Mitte 2008 nahm der Umbau der Brinkhoffstraße konkrete Züge an. Zunächst wurde die Fahrbahn bis zur Einmündung der Bahnhofstraße saniert. Im November desselben Jahres schließlich sperrte die Stadt die Durchfahrt unter den Brücken und ließ die dort noch liegenden Gleise beseitigen.

[08] Luftaufnahme des Bereichs zwischen Hauptbahnhof und Dortmunder U
© RVR, 1990, Datenlizenz Deutschland - Namensnennung – Version 2.0

Das rund sechs Jahre nach der Stilllegung angefertigte Luftbild zeigt die keulenförmige Grünfläche mit der Straßenbahnstrecke an ihrer Südflanke. Die Gleise auf der Brinkhoffstraße sind erkennbar, ebenso der Schleifenkreis, der um das westliche Ende der Grünanlage führte. Die Bahnhofstraße war damals noch ein großer Parkplatz, bevor der Bahnhofsvorplatz umgestaltet und eine Tiefgarage gebaut wurde.

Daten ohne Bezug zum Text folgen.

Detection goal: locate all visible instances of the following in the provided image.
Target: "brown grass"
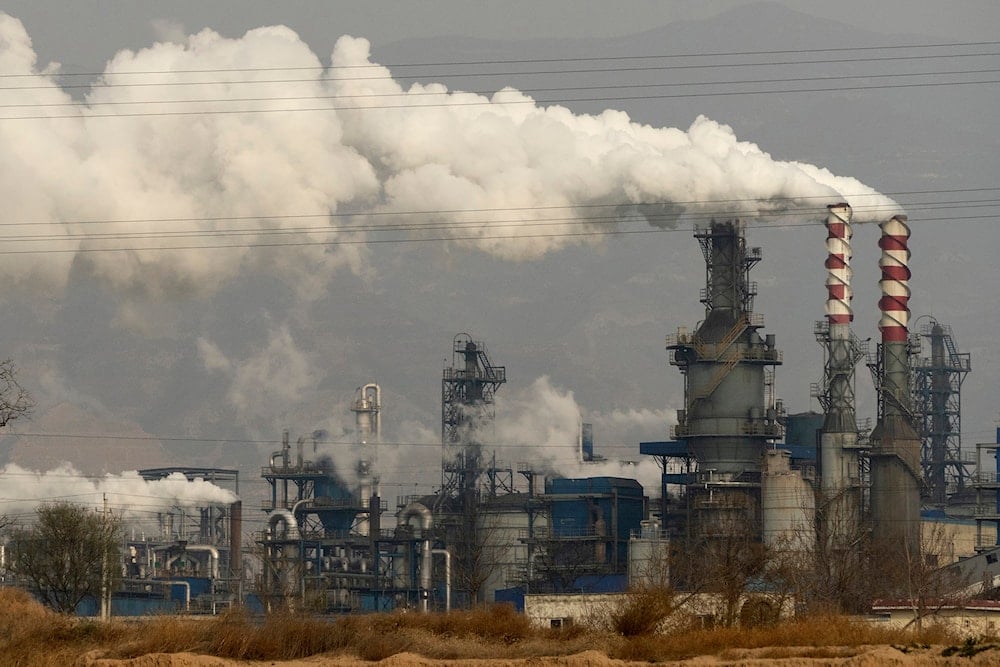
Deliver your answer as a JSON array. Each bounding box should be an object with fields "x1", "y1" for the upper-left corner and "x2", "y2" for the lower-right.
[
  {"x1": 0, "y1": 588, "x2": 969, "y2": 665},
  {"x1": 610, "y1": 614, "x2": 961, "y2": 662}
]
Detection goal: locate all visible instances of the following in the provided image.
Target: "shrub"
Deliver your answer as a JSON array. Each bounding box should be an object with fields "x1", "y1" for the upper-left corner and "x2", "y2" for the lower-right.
[{"x1": 607, "y1": 586, "x2": 676, "y2": 637}]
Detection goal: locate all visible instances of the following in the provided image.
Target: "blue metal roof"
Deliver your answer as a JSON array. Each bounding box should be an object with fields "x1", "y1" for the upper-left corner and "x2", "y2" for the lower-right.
[{"x1": 639, "y1": 440, "x2": 689, "y2": 457}]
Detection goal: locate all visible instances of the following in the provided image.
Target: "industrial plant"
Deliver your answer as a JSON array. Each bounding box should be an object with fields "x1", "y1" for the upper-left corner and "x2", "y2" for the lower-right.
[{"x1": 5, "y1": 205, "x2": 1000, "y2": 619}]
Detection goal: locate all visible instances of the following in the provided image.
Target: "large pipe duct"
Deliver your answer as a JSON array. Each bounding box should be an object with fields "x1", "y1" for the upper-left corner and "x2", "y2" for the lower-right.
[
  {"x1": 817, "y1": 203, "x2": 863, "y2": 551},
  {"x1": 268, "y1": 509, "x2": 301, "y2": 541},
  {"x1": 870, "y1": 215, "x2": 922, "y2": 579}
]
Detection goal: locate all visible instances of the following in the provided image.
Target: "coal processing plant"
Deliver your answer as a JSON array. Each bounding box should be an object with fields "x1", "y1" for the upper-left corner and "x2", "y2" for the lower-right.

Auf dem Stadtplan markiert ist die Fundstelle, wo die Gleise aus der Brinkhoffstraße Richtung Hauptbahnhof schwenkten, dessen Haupteingang knapp 400 Meter von dort entfernt liegt.

Stadtplan auf Openstreetmap

 

Literatur

  • Dieter Höltge: Straßen- und Stadtbahnen in Deutschland. Band 4: Ruhrgebiet. Freiburg 1994 (S. 114, 136)
  • Bernd Zander / Fred Teppe: Die Straßenbahnen in Dortmund 1881-1992. Düsseldorf 1992 (S. 69-72)
  • Fred Teppe / Bernd Zander / Jürgen Dettlaff: Straßenbahnen in Dortmund. Mosaiksteine einer Stadtgeschichte. Bildband 1881-2006. Dortmund 2006 (S. 22)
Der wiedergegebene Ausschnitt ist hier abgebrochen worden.